The study shows people recognise the barriers to women becoming MPs

Two thirds of voters think more women should be elected as MPs, a new survey shows.

The study shows people recognise the barriers to women becoming MPs and think more of them in Parliament would improve politics.

Currently around a third of MPs are women. Among those who took part in the research there was a strong desire for greater gender balance, with 66 per cent agreeing that there should be more women MPs. Among those under 35, this support rose to 75 per cent.

Three quarters of women questioned supported increased female representation in elected positions, compared to 56 per cent of men. Only one in ten respondents (11 per cent) thought there should not be a higher number of women elected as MPs.

The research is jointly funded by Centenary Action’s Women Count campaign and the European Union.

Dr Helen Pankhurst, Convener of Centenary Action, said: “The public want more women MPs and recognise that politics will be improved by having more women in parliament. We now need greater action to achieve a gender equal parliament.”

Sofia Collignon, from QMUL and Kaitlin Senk and Susan Banducci, from the University of Exeter, and the TWICEASGOOD project contributed to the research.

Professor Banducci said: “The most common reason for people supporting more female MPs was the necessity for women’s voices to be equally represented in the legislative body and giving people an equal seat at the decision-making table. Half said there was a need for a change from the current male dominated model of politics.” 

Among those who took part in the survey 15 per cent more women than men agreed it is important to have a female perspective in policy decisions and 18 per cent more women than men agreed there was a need for a departure from the current male-dominated model of politics.

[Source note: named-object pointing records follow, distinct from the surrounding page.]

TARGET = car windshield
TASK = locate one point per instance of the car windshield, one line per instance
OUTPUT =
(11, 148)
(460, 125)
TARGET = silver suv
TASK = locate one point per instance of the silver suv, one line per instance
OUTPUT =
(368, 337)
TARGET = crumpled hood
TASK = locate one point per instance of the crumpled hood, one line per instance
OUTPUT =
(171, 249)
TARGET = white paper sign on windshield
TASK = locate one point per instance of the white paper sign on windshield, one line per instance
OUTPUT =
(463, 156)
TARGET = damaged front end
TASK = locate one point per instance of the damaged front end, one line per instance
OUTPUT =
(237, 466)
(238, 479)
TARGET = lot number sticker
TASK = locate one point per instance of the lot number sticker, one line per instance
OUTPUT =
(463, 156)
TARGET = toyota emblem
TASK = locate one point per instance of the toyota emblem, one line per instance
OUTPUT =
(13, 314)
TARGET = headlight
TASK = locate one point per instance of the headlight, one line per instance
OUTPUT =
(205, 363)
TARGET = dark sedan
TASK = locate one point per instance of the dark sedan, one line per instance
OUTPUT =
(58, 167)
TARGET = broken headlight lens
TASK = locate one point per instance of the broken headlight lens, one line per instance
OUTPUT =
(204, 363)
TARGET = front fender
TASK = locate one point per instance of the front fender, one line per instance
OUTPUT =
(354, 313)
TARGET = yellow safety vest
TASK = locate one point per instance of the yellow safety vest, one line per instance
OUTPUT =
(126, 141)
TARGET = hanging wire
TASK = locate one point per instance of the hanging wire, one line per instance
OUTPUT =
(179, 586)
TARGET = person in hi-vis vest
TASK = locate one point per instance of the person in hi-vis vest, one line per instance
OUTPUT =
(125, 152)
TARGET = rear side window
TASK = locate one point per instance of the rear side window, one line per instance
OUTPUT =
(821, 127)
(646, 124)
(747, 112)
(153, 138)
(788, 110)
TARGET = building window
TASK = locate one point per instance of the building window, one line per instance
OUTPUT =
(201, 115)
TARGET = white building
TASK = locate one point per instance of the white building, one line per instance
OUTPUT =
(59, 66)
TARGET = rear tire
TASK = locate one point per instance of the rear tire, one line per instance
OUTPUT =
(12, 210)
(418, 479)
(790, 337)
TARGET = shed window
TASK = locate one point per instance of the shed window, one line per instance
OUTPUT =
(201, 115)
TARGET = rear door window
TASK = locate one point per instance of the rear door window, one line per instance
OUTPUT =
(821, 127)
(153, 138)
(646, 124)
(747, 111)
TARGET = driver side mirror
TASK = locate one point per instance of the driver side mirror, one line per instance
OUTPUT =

A significant majority, 69 per cent, of those questioned believed inequalities within political parties contributed to women being less likely to be chosen for winnable seats. A third of women said this was a big barrier compared with 23 per cent of men.  A total of 63 per cent said media bias was a barrier, and 62 per cent, believed voters often consider women candidates as less competent. Three quarters of women who took part in the research said the views of voters were a barrier compared to 48 per cent of men.

Just over half of respondents were in favour of gender quotas and political parties taking more proactive measures to ensure the election of women. Only 47 per cent explicitly support the implementation of mandatory quotas.

More than half of respondents (56 per cent) disagreed that abusive and intimidatory speech are an inherent part of politics. More disagreed (49 per cent) than agreed (25 per cent) that enforcing rules against abuse, harassment, and intimidation interfered with politics.  More respondents agreed (49 per cent) than disagreed (16 per cent) that political candidates who openly discuss the harassment and intimidation they have faced are strong. 

Professor Banducci said: “Those who took part in our research rejected abusive behaviour in politics and supported the enforcement of rules against harassment, but we found still work to be done on fostering understanding of the impact of abuse on politics in general and specifically on women wanting to stand for office.”

Polling was carried out by Opinium and included 2,077 UK adults, who were questioned between 14th and 16th June 2023. Data are weighted to be nationally and politically representative.